Test Me


Our BVTs have grown rather encumbered and encrusted of late, so we recently embarked on a project to trim them down to a more reasonable size. This turned out to be an interesting process, mostly because it quickly became clear that we didn’t have a single agreed-upon definition of what exactly these tests’ purpose was.

That old saw about asking opinions of three different people and getting four different answers certainly held true in this case. It still amazes me somewhat that a group of people can work together for months or years and still have such disparate understandings of concepts fundamental to the work we do every day. (Aside: This is why feature teams are so important: it’s pretty much impossible to write a spec sufficiently precise that all parties involved will have exactly the same understanding of it.) This state of affairs isn’t unique to my current team, either. Every team I’ve been on has defined the various levels of testing differently than every other team.

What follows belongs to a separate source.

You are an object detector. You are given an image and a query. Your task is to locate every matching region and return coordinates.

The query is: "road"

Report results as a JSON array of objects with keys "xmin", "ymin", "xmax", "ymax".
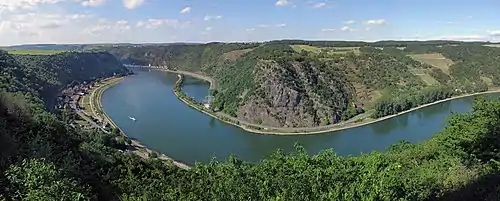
[{"xmin": 126, "ymin": 65, "xmax": 378, "ymax": 133}]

Despite all this variation, however, the broad strokes are similar even though the details (most especially the names) can be wildly different. Here are the names and definitions my team is using (this week, anyway <g/>):

  • Build Verification Tests, or BVTs (often called smoke tests): A very small set of tests that check whether the app itself is worth even looking at. BVTs for Notepad would be something like “Launch, type a sentence, save, close”. To paraphrase one of my my developers: If BVTs fail you don’t even want to sync your enlistment because things are so badly hosed just grabbing that version of the source might format your hard drive. The content of these tests is tightly controlled and doesn’t change very often.
  • Feature Verification Tests: Per-feature BVTs. A small set of tests that check whether a specific feature is worth even looking at. A program like Microsoft Visio might have separate FVTs for loading/saving, drawing and editing shapes, printing, and so on. FVTs are generally under the control of the feature team.
  • Exit Criteria: A set of tests that check whether important aspects of a particular feature work correctly. These are defined by the feature team and should be recorded in the spec. The name reflects their meaning: they must be passing completely in order to exit the milestone. Exit criteria for a program like Microsoft Paint would likely include tests that each of the tools in the toolbox function correctly in a few of the most common scenarios. These tests are completely under the control of the feature team.
  • Basic Functionality Tests: I personally believe this name is somewhat misleading, because these tests cover more than just what I would consider basic functionality. The 80/20 rule is perhaps the simplest way to describe these tests: eighty percent of your users are going to use about twenty percent of your application’s functionality, and twenty percent of that functionality won’t be touched by eighty percent of the users. Basic functionality tests cover the cross-section between those two groups of people, with perhaps a few excursions into parts of the other regions that the tester or feature team judges to be especially interesting or likely to be trouble-prone. For an application that can load from and save to previous file formats, BFs would likely include roundtripping to and from files from each previous product version that is still in active use by its customers. Basic functionality tests are the bread-and-butter of a tester’s daily work and completely under her control (although a good feature team will want to at least review them).
  • Extended Functionality Tests: All those weird edge conditions and unlikely scenarios that teams rarely have time to get to. Everything else, in other words. <g/> The Notepad bug I mentioned a few posts ago may lie in this category. It’s worth taking the time to plan out your extended functionality tests even though you may never get to execute them — at the very least, it’s important to know what testing you aren’t doing!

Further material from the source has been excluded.